This speaks for itself.
Cousins Properties, 2013 Annual Report
"Our mission has been clear since the start of 2012—simple platform, trophy assets and opportunistic investments. In January 2012, our equity market capitalization was $665 million with 46% of Net Operating Income coming from urban trophy office buildings. Today, it’s over $2 billion with 85% of Net Operating Income coming from urban trophy office buildings. At year-end 2013, our total shareholder return was 25.6% on a one-year basis and 31.9% on a three-year basis. This compares to 6.6% and 21.0%, respectively, for the SNL US REIT Office Index. As in everything we undertake, the ultimate goal is to provide attractive total returns for our shareholders.

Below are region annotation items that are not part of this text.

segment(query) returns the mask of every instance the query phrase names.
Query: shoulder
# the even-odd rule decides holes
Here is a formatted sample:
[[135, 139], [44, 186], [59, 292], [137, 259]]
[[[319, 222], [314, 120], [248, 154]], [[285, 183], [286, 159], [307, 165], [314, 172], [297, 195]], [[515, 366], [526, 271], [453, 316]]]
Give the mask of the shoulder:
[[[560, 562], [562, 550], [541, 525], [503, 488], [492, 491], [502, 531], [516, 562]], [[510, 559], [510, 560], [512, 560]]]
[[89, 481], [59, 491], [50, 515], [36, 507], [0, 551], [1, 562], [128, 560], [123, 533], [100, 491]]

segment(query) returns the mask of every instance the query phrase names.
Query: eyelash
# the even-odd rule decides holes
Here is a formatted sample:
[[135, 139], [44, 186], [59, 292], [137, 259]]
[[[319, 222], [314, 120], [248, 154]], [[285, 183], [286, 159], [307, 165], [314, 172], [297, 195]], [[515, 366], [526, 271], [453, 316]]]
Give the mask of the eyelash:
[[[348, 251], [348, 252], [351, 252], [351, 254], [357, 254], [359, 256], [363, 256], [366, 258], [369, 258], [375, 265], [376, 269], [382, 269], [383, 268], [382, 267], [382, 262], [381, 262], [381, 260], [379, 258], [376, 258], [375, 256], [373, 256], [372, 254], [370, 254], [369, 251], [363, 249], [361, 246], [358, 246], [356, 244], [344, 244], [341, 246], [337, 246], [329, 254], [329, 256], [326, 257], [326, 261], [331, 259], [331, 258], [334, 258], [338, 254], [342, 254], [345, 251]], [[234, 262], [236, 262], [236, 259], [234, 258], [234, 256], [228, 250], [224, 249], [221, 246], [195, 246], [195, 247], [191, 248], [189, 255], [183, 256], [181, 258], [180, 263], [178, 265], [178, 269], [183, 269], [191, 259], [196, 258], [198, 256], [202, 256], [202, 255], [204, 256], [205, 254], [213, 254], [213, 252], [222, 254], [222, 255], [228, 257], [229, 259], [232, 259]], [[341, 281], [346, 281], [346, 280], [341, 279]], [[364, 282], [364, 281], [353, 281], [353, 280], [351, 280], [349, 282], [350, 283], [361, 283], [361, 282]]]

We have timed this cycle well, acquiring $1.6 billion of trophy assets in 2013 at an average discount of 57% to replacement cost. Our most notable move during the year was the acquisition of Crescent’s Texas portfolio in September. This transaction was accompanied by the successful issuance of 69 million common shares, enabling us to grow the company’s total market capitalization by 57% overnight, while adding 5.3 million square feet of Class A office assets in Houston and Fort Worth. In the first half of the year, we acquired Post Oak Central in Houston and 816 Congress in Austin. Our Texas presence now represents 52% of our total portfolio square footage and is exclusively located in the three major markets of Houston, Dallas/Fort Worth, and Austin."